I was fiddling around with myRogers.com, checking out all of the supposedly ground-breaking programs that paying way too much money brings us every month. 230 channels and counting, except that we watch only about 10 or 11. Last year, they killed Shomi so I can no longer catch Outlander and Jane the Virgin.
One of the listings stopped me in my tracks and I had to ask myself if I was turning into a grumpy old fart…or fartess. The tagline for Little Women, LA, read: “Chronicles the adventures of a unique group of smart, sexy and funny girlfriends with big hearts, big personalities and even bigger drama…who all happen to be little people.”
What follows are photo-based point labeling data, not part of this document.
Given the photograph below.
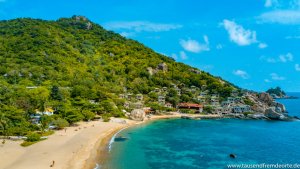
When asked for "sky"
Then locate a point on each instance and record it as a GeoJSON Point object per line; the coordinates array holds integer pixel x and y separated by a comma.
{"type": "Point", "coordinates": [254, 44]}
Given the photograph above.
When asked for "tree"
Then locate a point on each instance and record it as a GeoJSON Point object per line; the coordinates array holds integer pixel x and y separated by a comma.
{"type": "Point", "coordinates": [60, 123]}
{"type": "Point", "coordinates": [55, 93]}
{"type": "Point", "coordinates": [88, 115]}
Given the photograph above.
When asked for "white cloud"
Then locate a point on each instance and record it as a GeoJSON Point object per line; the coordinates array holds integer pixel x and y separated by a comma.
{"type": "Point", "coordinates": [194, 46]}
{"type": "Point", "coordinates": [297, 67]}
{"type": "Point", "coordinates": [183, 55]}
{"type": "Point", "coordinates": [288, 16]}
{"type": "Point", "coordinates": [267, 81]}
{"type": "Point", "coordinates": [219, 46]}
{"type": "Point", "coordinates": [270, 3]}
{"type": "Point", "coordinates": [142, 26]}
{"type": "Point", "coordinates": [241, 73]}
{"type": "Point", "coordinates": [292, 37]}
{"type": "Point", "coordinates": [238, 34]}
{"type": "Point", "coordinates": [262, 45]}
{"type": "Point", "coordinates": [284, 58]}
{"type": "Point", "coordinates": [174, 56]}
{"type": "Point", "coordinates": [275, 76]}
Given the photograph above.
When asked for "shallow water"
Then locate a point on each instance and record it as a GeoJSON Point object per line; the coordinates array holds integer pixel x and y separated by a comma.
{"type": "Point", "coordinates": [192, 144]}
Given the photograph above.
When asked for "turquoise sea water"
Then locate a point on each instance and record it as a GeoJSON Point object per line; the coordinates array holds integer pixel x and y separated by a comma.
{"type": "Point", "coordinates": [196, 144]}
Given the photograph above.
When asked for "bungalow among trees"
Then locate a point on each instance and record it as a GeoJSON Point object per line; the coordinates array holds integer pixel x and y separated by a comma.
{"type": "Point", "coordinates": [191, 106]}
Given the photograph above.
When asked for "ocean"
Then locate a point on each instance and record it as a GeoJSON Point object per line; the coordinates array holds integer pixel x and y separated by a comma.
{"type": "Point", "coordinates": [206, 144]}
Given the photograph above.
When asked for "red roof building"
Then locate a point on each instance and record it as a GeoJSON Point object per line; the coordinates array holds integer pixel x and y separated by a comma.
{"type": "Point", "coordinates": [194, 106]}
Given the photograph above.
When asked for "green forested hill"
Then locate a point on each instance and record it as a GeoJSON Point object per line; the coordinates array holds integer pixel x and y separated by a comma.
{"type": "Point", "coordinates": [65, 64]}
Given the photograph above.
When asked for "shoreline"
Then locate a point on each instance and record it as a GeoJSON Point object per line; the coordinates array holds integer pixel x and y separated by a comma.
{"type": "Point", "coordinates": [104, 146]}
{"type": "Point", "coordinates": [80, 147]}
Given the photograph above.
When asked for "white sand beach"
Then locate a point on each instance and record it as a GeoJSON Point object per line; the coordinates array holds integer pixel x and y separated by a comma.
{"type": "Point", "coordinates": [76, 148]}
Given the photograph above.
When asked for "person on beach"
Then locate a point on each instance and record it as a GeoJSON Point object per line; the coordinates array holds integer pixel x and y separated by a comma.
{"type": "Point", "coordinates": [52, 165]}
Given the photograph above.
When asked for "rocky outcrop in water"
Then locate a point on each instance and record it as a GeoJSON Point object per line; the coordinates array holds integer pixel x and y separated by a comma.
{"type": "Point", "coordinates": [273, 114]}
{"type": "Point", "coordinates": [265, 98]}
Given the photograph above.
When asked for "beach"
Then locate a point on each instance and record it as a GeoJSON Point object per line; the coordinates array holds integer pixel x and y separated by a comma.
{"type": "Point", "coordinates": [70, 149]}
{"type": "Point", "coordinates": [76, 148]}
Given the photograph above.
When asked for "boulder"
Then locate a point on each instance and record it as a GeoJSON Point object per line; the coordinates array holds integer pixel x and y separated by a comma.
{"type": "Point", "coordinates": [279, 107]}
{"type": "Point", "coordinates": [258, 108]}
{"type": "Point", "coordinates": [138, 115]}
{"type": "Point", "coordinates": [272, 114]}
{"type": "Point", "coordinates": [266, 98]}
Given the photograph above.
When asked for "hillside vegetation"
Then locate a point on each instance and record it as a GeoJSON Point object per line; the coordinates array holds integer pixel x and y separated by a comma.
{"type": "Point", "coordinates": [79, 69]}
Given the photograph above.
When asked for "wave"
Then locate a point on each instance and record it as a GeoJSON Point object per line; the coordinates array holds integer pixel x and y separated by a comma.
{"type": "Point", "coordinates": [112, 140]}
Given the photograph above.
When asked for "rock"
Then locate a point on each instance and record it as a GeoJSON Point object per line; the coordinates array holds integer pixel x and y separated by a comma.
{"type": "Point", "coordinates": [279, 107]}
{"type": "Point", "coordinates": [258, 108]}
{"type": "Point", "coordinates": [138, 115]}
{"type": "Point", "coordinates": [257, 116]}
{"type": "Point", "coordinates": [266, 98]}
{"type": "Point", "coordinates": [272, 114]}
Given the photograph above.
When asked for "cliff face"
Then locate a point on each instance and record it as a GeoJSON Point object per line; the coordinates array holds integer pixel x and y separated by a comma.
{"type": "Point", "coordinates": [266, 105]}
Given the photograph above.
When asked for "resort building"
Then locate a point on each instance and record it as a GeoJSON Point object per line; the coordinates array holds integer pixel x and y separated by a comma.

Honestly, I felt sick. Has reality television reached the end of it’s creative rope? I know, I know – the ‘stars’ of the show have to audition and be selected. They want to do this. But really? Have we turned into such a nation of voyeurs?
TLC, which used to be The Learning Channel, has turned into a 24 hour venue for ‘lifestyle’ programming, which means lots of sleazy shows with story line and no production values. No wonder thousands are ‘cutting the cord’ and steering clear of traditional TV. Honey Boo-Boo, 17 Kids and Counting, Jon & Kate plus 8. Yes, those are lifestyles I want to emulate – tarting up young girls and making money from marital dysfunction and/or popping out babies. Those poor children. I long for the days of Bonanza and National geographic specials with Jacques Cousteau.
Sticking with the children theme, I turned my attention to photos of babies, thinking they’d be benign and smile-inducing. But I got caught up wondering why some parents have their infants posed so they look like they’re in nests or emerging from gigantic flower petals, or in danger of being wolfed up by a big dog? When I saw the photo of the baby in the green hat, I thought he/she was actually a doll, until I looked at the fingers.
I know some photographers specialize in those fantasy photos and make a great deal of money. Maybe they seem cute to the parents, but to me, they’re not heart-tugging. I find them simply odd and a bit troubling.
On second thought, maybe it’s the lack of summer that’s making me overly critical.